The room was filling up with smoke. Penelope batted at it ineffectually with her large hands. ‘Must get the sweep in,’ she said.

She stared at the French windows and screamed. The tray she was holding, with a few remaining glasses, fell to the floor. Everyone stood up, turned and looked towards the French windows and soon
the smoky air was full of cries.

His face pressed against the glass, his bloodied hands smearing the windowpanes as he slowly sank down, was John Sunday. Seen dimly through the steamy glass, it all looked unreal, like something
out of a horror movie.

Agatha was never to forget that long night. They were trapped in the cold vicarage drawing room. The scene-of-crime operatives in their white suits worked outside the windows
while a policeman stood guard. They seemed to take forever. Then there was a long wait for the arrival of the Home Office pathologist. After he was finished, Detective Inspector Wilkes, with
Agatha’s friend Detective Sergeant Bill Wong and one of Agatha’s pet hates Detective Sergeant Collins, an acidulous woman, arrived. One by one they were interviewed. Bill went on as if
he did not know Agatha, apart from muttering to her that he would call on her sometime. Collins insisted they were all breathalyzed before they were pronounced fit to drive home. Miriam and Miss
Simms were taken off for questioning, being the only two to have left the room.
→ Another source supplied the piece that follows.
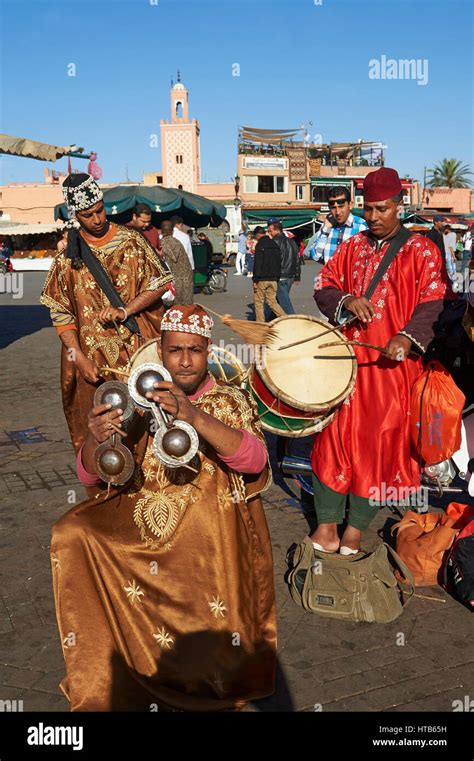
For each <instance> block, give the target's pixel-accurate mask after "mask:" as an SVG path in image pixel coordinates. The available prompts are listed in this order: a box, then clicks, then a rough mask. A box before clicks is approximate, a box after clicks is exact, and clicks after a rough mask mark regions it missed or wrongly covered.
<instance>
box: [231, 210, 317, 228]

To add to all the misery, when Agatha and Mrs Bloxby left the vicarage, it had warmed up just enough for snow and it was coming down heavily. The cars which had been parked in front and behind
Agatha’s had already driven off.

Snow danced hypnotically in front of her and whitened the road in front as she drove along the narrow lanes.
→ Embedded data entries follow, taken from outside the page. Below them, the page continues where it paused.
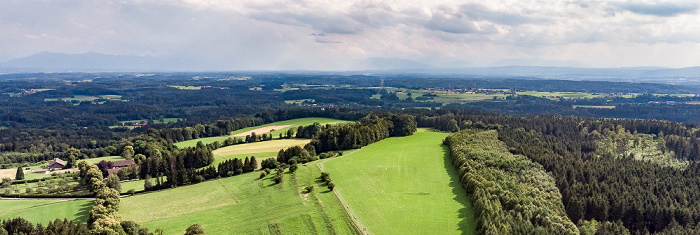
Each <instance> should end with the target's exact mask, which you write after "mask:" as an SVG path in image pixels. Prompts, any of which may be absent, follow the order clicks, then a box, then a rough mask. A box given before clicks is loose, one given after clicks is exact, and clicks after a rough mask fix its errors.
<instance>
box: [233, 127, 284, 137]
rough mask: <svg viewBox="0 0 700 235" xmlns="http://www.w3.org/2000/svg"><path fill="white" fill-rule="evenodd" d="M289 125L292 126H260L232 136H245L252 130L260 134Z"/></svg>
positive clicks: (250, 132) (259, 134) (249, 132)
mask: <svg viewBox="0 0 700 235" xmlns="http://www.w3.org/2000/svg"><path fill="white" fill-rule="evenodd" d="M290 126H292V125H283V126H266V127H260V128H258V129H255V130H252V131H246V132H243V133H238V134H235V135H232V136H247V135H250V134H252V133H253V132H255V134H256V135H261V134H264V133H268V132H270V131H273V130H281V129H284V128H287V127H290Z"/></svg>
Agatha dropped Mrs Bloxby at the vicarage in Carsely and then drove home, edging her way through the white wilderness.

Her sleepy cats came to meet her. Agatha glanced at her watch. Five in the morning! She was bone tired but the palms of her hands were tingling. A murder!

Her last waking thought was that she must get back to the office.

She awoke late the next day to find snow piled against the windows. The central heating did not seem to be coping very well. Huddled in a dressing gown, Agatha went down to her
living room and lit the fire that her cleaner, Doris Simpson, had laid ready in the grate. Then she went through to the kitchen to prepare her breakfast – one cup of black coffee. She
retreated to the living room and phoned Toni Gilmour, knowing that her young assistant lived around the corner from the office and would be on duty.

‘How was your holiday?’ asked Toni.

‘Foul. I’ll tell you about it later. There’s been a murder.’

Agatha outlined what had happened, ending with, ‘John Sunday appears to have made so many enemies around the villages that it’s going to be hard to find the culprit. Maybe he made
some enemies at work. Could you check with the Mircester Health and Safety Board? And ask Patrick to find out from his old police contacts if there’s any news of exactly how he
died.’

Patrick Mulligan, a retired policeman, had worked for Agatha for some time, along with Phil Marshall, an elderly man from Carsely, Sharon Gold, a bouncy young friend of Toni’s, and Mrs
Freedman, the agency’s secretary. Paul Kenson and Fred Auster, who had briefly worked for her, had left to work for a security firm in Iraq.

Agatha fretted as she glared out at the still-falling snow. She made herself a cheese sandwich and another cup of coffee and switched on the television to BBC news. There was a global warming
demonstration in Trafalgar Square with protestors nearly obliterated on the screen by the driving snow. She sat patiently through the whole of the news but there was nothing on the murder of John
Sunday.

The day dragged on in its dreary whiteness. Agatha’s two cats, Hodge and Boswell, sat patiently by the kitchen door, wondering why Agatha did not let them out.

The phone rang at midday. It was Toni. She said that Patrick had little news other than that the police had said it looked as if Sunday had been stabbed with something like a kitchen knife. He
had tried to defend himself and there were cuts on his hands and forearms.